You're not letting it make you hysterical?'
The curious challenge in the last words startled Gudrun.
'I don't think so, mother,' he answered, rather coldly cheery.
'Somebody's got to see it through, you know.'
'Have they? Have they?' answered his mother rapidly. 'Why should YOU take it on yourself? What have you got to do, seeing it through. It will see itself through. You are not needed.'
'No, I don't suppose I can do any good,' he answered. 'It's just how it affects us, you see.'
'You like to be affected—don't you? It's quite nuts for you? You would have to be important. You have no need to stop at home. Why don't you go away!'
These sentences, evidently the ripened grain of many dark hours, took Gerald by surprise.
'I don't think it's any good going away now, mother, at the last minute,' he said, coldly.
'You take care,' replied his mother. 'You mind YOURSELF—that's your business. You take too much on yourself. You mind YOURSELF, or you'll find yourself in Queer Street, that's what will happen to you. You're hysterical, always were.'
'I'm all right, mother,' he said. 'There's no need to worry about ME, I assure you.'
'Let the dead bury their dead—don't go and bury yourself along with them—that's what I tell you. I know you well enough.'
He did not answer this, not knowing what to say. The mother sat bunched up in silence, her beautiful white hands, that had no rings whatsoever, clasping the pommels of her arm-chair.
'You can't do it,' she said, almost bitterly. 'You haven't the nerve. You're as weak as a cat, really—always were. Is this young woman staying here?'
'No,' said Gerald. 'She is going home tonight.'
'Then she'd better have the dog-cart. Does she go far?'
'Only to Beldover.'
'Ah!' The elderly woman never looked at Gudrun, yet she seemed to take knowledge of her presence.
'You are inclined to take too much on yourself, Gerald,' said the mother, pulling herself to her feet, with a little difficulty.
'Will you go, mother?' he asked, politely.
'Yes, I'll go up again,' she replied. Turning to Gudrun, she bade her 'Good-night.' Then she went slowly to the door, as if she were unaccustomed to walking. At the door she lifted her face to him, implicitly. He kissed her.
'Don't come any further with me,' she said, in her barely audible voice. 'I don't want you any further.'
He bade her good-night, watched her across to the stairs and mount slowly. Then he closed the door and came back to Gudrun. Gudrun rose also, to go.

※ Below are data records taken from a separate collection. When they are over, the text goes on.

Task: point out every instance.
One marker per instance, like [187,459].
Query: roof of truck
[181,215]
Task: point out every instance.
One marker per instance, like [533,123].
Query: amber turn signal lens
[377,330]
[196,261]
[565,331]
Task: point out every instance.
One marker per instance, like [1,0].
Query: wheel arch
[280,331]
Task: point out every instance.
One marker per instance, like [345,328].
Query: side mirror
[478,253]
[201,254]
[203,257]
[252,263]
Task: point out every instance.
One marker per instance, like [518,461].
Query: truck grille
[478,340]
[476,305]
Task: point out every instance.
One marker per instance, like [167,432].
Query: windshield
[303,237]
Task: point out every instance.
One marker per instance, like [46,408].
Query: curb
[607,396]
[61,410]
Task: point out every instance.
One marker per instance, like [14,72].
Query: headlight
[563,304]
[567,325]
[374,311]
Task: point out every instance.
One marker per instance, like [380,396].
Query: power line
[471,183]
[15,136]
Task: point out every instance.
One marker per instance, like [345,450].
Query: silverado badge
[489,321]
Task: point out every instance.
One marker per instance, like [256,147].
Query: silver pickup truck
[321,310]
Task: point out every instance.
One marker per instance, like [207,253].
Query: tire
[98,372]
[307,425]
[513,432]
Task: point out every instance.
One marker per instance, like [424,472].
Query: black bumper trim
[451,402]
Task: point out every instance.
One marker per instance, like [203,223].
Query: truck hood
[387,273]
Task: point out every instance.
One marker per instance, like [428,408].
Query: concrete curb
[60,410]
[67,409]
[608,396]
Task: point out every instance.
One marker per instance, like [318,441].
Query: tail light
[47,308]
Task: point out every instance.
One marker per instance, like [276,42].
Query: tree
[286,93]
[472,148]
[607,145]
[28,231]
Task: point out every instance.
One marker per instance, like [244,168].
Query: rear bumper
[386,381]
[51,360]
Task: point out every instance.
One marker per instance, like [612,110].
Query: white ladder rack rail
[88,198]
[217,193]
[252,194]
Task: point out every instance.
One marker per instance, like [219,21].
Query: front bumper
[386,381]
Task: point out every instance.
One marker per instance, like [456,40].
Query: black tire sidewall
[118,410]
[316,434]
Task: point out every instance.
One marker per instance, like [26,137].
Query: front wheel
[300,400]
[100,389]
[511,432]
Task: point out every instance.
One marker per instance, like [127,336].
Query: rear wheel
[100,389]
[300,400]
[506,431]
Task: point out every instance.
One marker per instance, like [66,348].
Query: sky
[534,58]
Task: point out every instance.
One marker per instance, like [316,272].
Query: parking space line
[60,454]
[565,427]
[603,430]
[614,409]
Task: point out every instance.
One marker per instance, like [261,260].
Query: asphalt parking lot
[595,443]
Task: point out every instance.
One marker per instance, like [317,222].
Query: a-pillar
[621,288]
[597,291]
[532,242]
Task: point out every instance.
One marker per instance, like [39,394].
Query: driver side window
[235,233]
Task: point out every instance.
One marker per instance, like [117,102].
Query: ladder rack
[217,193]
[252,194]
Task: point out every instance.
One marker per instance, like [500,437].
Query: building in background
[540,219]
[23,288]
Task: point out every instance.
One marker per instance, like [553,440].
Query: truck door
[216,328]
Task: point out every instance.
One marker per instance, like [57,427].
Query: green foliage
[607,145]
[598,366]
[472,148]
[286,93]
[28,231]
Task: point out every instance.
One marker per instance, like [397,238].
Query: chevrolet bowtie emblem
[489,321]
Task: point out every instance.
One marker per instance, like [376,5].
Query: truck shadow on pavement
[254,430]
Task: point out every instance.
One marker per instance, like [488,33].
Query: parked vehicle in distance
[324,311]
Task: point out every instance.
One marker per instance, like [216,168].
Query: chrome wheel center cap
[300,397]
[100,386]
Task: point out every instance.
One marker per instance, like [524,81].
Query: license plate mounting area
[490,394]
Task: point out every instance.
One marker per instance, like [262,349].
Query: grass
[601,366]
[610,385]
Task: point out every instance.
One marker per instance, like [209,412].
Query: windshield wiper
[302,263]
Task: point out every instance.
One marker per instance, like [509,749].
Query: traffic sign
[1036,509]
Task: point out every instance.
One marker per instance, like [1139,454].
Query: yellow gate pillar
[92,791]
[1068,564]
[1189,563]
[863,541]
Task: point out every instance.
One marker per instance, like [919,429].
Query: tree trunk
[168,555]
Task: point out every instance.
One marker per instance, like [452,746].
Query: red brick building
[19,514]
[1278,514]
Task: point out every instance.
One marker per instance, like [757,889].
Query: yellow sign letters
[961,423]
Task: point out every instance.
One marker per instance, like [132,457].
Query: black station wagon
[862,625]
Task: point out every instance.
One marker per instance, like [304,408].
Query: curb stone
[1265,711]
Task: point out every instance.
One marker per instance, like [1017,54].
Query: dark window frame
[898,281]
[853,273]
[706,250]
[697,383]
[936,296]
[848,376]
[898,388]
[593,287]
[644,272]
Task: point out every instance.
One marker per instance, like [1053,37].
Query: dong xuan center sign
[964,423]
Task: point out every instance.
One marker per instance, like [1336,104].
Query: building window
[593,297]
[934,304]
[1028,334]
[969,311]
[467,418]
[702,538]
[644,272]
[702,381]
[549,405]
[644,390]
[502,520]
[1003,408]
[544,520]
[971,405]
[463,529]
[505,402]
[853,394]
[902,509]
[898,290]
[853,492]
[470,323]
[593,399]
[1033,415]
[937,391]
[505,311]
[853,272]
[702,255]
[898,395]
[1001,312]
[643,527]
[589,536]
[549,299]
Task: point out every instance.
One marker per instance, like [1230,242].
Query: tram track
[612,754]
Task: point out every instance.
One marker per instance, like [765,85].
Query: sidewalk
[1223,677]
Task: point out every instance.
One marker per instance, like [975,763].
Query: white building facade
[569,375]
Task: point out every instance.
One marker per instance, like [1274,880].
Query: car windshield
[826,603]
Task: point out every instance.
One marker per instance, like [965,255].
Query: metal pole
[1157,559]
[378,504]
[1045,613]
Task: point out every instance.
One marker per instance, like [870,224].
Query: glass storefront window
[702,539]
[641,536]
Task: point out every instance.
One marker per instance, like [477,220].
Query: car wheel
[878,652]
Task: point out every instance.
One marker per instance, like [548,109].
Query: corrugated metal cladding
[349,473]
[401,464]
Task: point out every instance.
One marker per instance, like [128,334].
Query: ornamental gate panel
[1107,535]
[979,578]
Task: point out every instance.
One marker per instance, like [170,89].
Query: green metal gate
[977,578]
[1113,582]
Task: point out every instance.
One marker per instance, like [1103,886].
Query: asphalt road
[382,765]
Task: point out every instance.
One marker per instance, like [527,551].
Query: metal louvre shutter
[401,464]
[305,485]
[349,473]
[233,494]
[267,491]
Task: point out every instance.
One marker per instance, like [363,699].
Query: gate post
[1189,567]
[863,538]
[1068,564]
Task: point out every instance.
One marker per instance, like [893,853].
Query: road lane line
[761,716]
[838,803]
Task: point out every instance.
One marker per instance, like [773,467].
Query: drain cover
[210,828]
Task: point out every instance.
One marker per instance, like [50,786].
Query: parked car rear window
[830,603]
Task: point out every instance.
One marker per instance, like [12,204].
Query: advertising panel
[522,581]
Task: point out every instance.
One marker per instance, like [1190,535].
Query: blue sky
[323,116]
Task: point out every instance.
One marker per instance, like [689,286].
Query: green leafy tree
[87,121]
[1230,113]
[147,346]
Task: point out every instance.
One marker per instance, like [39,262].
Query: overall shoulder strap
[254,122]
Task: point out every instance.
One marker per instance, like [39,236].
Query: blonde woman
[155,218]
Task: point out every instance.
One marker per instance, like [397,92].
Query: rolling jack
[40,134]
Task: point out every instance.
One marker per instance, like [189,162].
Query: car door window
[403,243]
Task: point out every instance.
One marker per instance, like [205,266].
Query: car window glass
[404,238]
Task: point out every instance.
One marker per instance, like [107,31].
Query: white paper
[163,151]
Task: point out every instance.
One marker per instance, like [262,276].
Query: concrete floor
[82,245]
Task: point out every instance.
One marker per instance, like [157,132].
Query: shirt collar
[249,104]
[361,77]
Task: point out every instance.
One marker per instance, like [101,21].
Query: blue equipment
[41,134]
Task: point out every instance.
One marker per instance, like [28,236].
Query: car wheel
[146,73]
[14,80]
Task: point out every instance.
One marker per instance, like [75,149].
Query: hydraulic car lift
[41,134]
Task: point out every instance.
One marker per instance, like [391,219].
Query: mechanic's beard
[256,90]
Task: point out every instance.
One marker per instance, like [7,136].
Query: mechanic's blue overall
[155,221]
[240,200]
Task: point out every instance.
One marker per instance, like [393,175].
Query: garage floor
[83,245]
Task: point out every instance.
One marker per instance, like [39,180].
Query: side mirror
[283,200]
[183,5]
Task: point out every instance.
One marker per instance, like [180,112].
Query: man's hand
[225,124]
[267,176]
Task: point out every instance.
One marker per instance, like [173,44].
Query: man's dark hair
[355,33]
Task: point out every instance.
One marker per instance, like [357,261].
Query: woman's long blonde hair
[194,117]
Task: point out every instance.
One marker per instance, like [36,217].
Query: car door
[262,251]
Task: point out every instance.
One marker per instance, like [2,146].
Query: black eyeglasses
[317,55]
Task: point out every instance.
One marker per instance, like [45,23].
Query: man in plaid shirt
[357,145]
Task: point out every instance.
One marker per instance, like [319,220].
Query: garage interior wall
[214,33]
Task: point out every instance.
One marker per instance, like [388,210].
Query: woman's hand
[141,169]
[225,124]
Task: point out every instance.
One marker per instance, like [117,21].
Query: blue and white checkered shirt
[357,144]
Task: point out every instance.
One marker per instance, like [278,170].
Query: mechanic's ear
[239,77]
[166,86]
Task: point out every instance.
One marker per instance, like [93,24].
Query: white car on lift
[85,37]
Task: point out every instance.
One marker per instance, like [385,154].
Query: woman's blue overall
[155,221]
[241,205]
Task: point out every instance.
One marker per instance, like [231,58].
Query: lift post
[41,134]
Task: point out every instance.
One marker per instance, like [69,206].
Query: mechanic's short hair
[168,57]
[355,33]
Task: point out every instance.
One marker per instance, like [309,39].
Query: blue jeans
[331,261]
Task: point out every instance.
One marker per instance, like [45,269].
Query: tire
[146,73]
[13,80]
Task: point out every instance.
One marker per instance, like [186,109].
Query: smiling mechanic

'A queer being, my mother,' he said.
'Yes,' replied Gudrun.
'She has her own thoughts.'
'Yes,' said Gudrun.
Then they were silent.
'You want to go?' he asked. 'Half a minute, I'll just have a horse put in—'
'No,' said Gudrun. 'I want to walk.'
He had promised to walk with her down the long, lonely mile of drive, and she wanted this.
'You might JUST as well drive,' he said.
'I'd MUCH RATHER walk,' she asserted, with emphasis.
'You would! Then I will come along with you. You know where your things are? I'll put boots on.'
He put on a cap, and an overcoat over his evening dress. They went out into the night.
'Let us light a cigarette,' he said, stopping in a sheltered angle of the porch. 'You have one too.'
So, with the scent of tobacco on the night air, they set off down the dark drive that ran between close-cut hedges through sloping meadows.